So, usual message - anyone thinking of getting one needs to do their research first, and please don't just get tempted by all those lovely coat colours and blue eyes ...


----------



## Fleur (Jul 19, 2008)

Welcome to the forum Karen 
You can't possibly tell us about your unusual and beautiful dogs  and not post any pictures 
Not a breed I could ever cope with far to energetic and inteligent for me, I'd never keep up


----------



## Dober (Jan 2, 2012)

Would love to see some pictures  I betcha get a lot of 'Catawhata?'


----------



## zem (May 25, 2013)

i have a catahoula i used to live in canada and i got shea from a rescue centre she is a great dog as alot of energy so needs to be walk alot or i am throwing her ball  when i was coming back to the uk i was not going to leave her behind so me and my wife brought her back with us she has settle in the uk really easy i would love to know if anyone has one to in the uk cant seam to find anything on the internet


----------



## MyMillie (Jun 17, 2012)

zem said:


> i have a catahoula i used to live in canada and i got shea from a rescue centre she is a great dog as alot of energy so needs to be walk alot or i am throwing her ball  when i was coming back to the uk i was not going to leave her behind so me and my wife brought her back with us she has settle in the uk really easy i would love to know if anyone has one to in the uk cant seam to find anything on the internet


Ooooo can we have pics please , I've only just found this thread and never heard of this breed before, would love to know about her


----------



## Sball1995 (Dec 27, 2013)

Did you have any success getting a Catahoula? My Catahoula is traveling over from the USA in a few days time. I have had her for about a year now and intend to breed her in the UK. Shes undoubtably the most stunning and intelligent dog i have ever seen. If i take her out i always have people stopping me to ask about her and take pictures!


----------



## kiara (Jun 2, 2009)

One day I would love to own one. x


----------



## JenKyzer (Jun 25, 2013)

Sball1995 said:


> Did you have any success getting a Catahoula? My Catahoula is traveling over from the USA in a few days time. I have had her for about a year now and intend to breed her in the UK. Shes undoubtably the most stunning and intelligent dog i have ever seen. If i take her out i always have people stopping me to ask about her and take pictures!

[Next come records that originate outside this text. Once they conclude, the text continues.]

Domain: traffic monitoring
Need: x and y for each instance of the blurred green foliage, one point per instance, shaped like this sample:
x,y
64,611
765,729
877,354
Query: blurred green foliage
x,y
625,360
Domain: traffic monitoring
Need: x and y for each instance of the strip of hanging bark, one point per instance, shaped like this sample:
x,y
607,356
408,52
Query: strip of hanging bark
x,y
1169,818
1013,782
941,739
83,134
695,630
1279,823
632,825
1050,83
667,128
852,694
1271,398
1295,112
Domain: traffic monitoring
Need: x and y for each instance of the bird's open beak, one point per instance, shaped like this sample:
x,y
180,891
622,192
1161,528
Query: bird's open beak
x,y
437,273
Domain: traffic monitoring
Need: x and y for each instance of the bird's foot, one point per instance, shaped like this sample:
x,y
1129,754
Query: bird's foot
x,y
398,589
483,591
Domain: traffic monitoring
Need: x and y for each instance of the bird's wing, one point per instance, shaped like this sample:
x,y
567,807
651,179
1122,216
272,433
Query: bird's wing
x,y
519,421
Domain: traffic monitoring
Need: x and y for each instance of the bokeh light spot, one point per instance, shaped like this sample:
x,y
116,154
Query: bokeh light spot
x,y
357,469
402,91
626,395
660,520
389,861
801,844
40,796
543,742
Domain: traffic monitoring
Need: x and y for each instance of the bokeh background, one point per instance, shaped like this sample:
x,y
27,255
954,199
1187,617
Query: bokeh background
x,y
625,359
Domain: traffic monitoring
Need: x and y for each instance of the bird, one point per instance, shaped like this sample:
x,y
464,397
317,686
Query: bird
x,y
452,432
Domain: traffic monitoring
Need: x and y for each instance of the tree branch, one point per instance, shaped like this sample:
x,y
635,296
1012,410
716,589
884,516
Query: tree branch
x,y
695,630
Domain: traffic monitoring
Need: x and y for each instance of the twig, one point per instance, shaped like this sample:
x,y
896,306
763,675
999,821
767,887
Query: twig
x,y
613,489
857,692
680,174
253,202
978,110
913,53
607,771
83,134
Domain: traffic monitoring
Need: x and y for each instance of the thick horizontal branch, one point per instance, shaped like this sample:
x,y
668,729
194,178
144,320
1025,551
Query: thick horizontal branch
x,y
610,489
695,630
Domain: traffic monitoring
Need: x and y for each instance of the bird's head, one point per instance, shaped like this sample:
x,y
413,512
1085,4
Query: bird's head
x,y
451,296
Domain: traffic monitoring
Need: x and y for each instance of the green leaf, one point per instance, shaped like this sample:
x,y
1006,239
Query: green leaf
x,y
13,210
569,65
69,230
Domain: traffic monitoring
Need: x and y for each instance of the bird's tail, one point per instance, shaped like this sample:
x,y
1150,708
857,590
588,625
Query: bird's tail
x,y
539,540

Such a beautiful rare dog (for the UK)


----------



## Colette (Jan 2, 2010)

They're a breed I adore (in theory - I've never had the pleasure of meeting one). Definitely one for my "if I win the lottery / could have any dog I wanted" list!

She's beautiful :001_wub:


----------



## Guest (Dec 28, 2013)

Sball1995 said:


> Did you have any success getting a Catahoula? My Catahoula is traveling over from the USA in a few days time. I have had her for about a year now and intend to breed her in the UK. Shes undoubtably the most stunning and intelligent dog i have ever seen. If i take her out i always have people stopping me to ask about her and take pictures!


A previous member mentioned the merles carry lots of health problems. 
Enjoy her as a pet.


----------



## adens leopard dog (Jul 7, 2012)

new dog FB group
https://www.facebook.com/pages/Catahoula-Leopard-Dog-UK/586116348124158


----------



## rosievitta (Feb 23, 2014)

Hi 
I'm from Dorset , I currently have a impeccable well exercised /ex worked around horses Border Collie and I am seriously thinking of getting a Cat dog, was wondering if you were thinking of having any litters this year , I am currently from the States and are familiar with the breed..

Kind Regards 
Rosie Baldwin


----------



## Guest (Jan 23, 2019)

New forest catahoulas uk said:


> Hello,
> Try NewForestCatahoulasUk they have littlest planned


This thread is from 2014 - I doubt they're still looking.


----------